Contrary to the opinion of some Czech MPs, the government tender to buy 12 multi-role helicopters is not a done deal for the US’ Bell Helicopter. In fact, with the country facing elections in October, there is no guarantee the tender won’t be derailed – as politics in this region has done to so many defence tenders in the past.
At a press conference on June 16, Rear Admiral Frank Morley from the US Department of the Navy, flanked by Bell's VP of international military business sales, Richard Harris, told reporters that the US helicopter maker will finalise and submit its bid to supply 12 UH-1Y ‘Yankee’ helicopters for the Czech armed forces at the end of the summer.
“We will provide the offer to the Czech government by the end of the summer,” said Morley. “This is in line with the timeline that the Czech government has set.”
The government-to-government tender, launched by Prague in 2016, pits Bell, a Texas-based division of the Textron aerospace and defence conglomerate, against AgustaWestland, a division of the Italy-based Leonardo, after it was reported in April that the Czech defence ministry had excluded Airbus Helicopters from the tender for not fulfilling certain requirements. Coming just seven months after Poland cancelled a $3.5bn helicopter deal with Airbus and instead handed orders to US rival Lockheed Martin apparently without a tender process, that left the French aerospace giant fuming over its treatment by Central European governments.
If reported comments in March by some MPs on the Czech Parliamentary Defence Committee are to be believed, then the Czech tender will also end up in American hands. “I am pleased that a decision has finally been made,” the Pravo daily quoted the deputy chairman of the defence committee, Bohuslav Chalupa, as saying on March 21. “These units [the UH-1Y] are not bad at all. And the American offer is very good as far as the prices and delivery terms are concerned."
Yet Bell was at pains to stress that this is not the case: “We’re certainly working very hard if a decision has already been made,” joked Morley.
Even so, Bell is confident that the Czechs will plump for their product, based on the fact that the UH-1Y is a combat-proven helicopter currently used extensively by the US Marine Corp. “The Yankee has had 12,000 combat flight hours… has been used extensively across the entire world since 2009… and is interoperable with the Marine, Army and Nato forces,” said Morley.
Needless to say, this doesn’t come cheap. It’s no secret that the price of Bell’s UH-1Y will be considerably more expensive than that for AgustaWestland’s AW139 aircraft, perhaps even double. The Czech government has estimated the tender to be worth around CZK8bn-10bn (€306mn-382mn), though the MPs on the Parliamentary Defence Committee told the paper the American offer is lower at about CZK500mn per unit, making the total cost about CZK6bn ($240mn).
Bell says this being a government-to-government deal, the US government will set the price package for the 12 helicopters – comprising support, training and maintenance as well as the aircraft themselves – and given the US Congress must approve it, this will become public knowledge. However, both Morley and Harris stressed that the total package Congress will approve is inflated to take into account adjustments such as potential orders for more product, so the final price to the Czech government will be much lower.
“I hope the press will not take that price and divide by the number of aircraft… and then say ‘this price is off the scale!’ That’s not the price that will be in the final contract,” said Harris.
Morley also noted that whenever a new product such as the UH-1Y comes onto the market, there is a cost curve as more of the machines are manufactured. “At this point in time this aircraft is right down there at the lowest point of the cost curve,” he said.

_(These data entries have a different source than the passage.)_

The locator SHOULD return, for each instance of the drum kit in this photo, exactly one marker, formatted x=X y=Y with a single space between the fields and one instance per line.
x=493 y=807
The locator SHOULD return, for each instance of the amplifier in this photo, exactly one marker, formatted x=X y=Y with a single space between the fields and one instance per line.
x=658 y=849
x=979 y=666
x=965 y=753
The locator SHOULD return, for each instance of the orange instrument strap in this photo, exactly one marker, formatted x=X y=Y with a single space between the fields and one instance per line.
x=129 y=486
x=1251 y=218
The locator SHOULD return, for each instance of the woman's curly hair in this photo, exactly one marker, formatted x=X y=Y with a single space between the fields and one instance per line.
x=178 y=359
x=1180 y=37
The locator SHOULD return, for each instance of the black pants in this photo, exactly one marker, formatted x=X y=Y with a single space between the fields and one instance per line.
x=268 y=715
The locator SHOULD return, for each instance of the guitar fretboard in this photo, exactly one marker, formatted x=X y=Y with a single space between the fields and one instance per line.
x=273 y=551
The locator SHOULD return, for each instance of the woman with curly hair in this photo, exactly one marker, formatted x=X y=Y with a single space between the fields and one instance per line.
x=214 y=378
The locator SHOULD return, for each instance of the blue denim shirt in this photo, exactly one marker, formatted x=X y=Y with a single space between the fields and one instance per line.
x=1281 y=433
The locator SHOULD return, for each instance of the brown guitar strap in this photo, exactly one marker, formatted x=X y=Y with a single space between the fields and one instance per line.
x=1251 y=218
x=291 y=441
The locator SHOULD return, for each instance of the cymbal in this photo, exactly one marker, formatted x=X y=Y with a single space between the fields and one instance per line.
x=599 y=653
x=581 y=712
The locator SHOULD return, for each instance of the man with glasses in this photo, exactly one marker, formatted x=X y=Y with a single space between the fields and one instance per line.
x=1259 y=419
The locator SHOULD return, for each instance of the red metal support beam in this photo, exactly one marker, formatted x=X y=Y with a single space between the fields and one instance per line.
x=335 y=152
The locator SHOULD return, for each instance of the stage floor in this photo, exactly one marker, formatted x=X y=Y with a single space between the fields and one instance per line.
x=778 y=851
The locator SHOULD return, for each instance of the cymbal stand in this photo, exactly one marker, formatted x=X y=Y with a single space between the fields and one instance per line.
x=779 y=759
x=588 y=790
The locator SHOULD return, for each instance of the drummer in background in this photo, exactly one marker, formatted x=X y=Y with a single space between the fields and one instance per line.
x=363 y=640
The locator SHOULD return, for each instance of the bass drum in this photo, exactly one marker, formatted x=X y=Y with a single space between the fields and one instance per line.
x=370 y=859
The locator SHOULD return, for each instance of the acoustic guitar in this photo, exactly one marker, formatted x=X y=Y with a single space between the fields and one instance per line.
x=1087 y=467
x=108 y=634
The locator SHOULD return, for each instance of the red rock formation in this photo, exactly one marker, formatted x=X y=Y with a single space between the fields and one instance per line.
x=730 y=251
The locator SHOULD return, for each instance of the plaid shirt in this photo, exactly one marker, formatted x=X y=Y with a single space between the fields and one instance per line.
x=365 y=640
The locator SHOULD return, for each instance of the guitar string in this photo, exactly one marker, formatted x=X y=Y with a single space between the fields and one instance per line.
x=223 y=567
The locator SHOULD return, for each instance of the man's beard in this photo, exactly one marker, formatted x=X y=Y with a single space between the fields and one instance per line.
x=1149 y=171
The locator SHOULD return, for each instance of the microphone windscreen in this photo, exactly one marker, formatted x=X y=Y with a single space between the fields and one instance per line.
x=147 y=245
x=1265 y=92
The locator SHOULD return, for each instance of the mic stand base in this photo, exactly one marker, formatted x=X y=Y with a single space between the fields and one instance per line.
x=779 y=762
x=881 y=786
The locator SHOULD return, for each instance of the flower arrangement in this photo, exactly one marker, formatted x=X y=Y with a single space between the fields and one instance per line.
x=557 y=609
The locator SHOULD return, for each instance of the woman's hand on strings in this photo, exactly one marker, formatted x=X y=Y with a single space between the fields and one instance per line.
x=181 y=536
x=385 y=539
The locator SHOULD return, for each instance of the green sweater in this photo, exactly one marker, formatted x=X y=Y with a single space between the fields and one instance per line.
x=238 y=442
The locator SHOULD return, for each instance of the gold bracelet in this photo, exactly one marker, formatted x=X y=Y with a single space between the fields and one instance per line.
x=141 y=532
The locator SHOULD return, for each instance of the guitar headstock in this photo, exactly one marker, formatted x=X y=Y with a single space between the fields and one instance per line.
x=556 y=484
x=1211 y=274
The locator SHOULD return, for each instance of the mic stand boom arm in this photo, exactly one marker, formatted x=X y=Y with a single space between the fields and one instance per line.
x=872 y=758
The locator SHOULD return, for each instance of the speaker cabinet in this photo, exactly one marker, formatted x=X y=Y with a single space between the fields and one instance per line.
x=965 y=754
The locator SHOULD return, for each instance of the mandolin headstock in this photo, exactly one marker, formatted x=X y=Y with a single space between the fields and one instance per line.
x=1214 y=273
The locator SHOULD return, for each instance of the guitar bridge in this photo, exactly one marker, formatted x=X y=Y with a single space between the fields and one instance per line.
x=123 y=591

A shadow hanging over the whole tender is the upcoming Czech parliamentary elections on October 20-21, which is sure to delay any decision, as it will be a new government that has to choose the winner of a tender devised by a previous government. This is never an ideal situation and in the past has led to defence tenders being restarted.
The latest opinion polls show the current coalition leading Czech Social Democratic Party (CSSD) trailing its junior partner in the coalition, the centrist ANO party of billionaire Andrej Babis, by around 20 percentage points. But the current defence minister, Martin Stropnicky, is from Babis’ ANO party.
“Our biggest issue with politics is making sure that the next tranche of politicians understand what this helicopter means, what it does and how it will support the Czech Republic,” said Harris. “Politics is everywhere – we just need to deal with it.”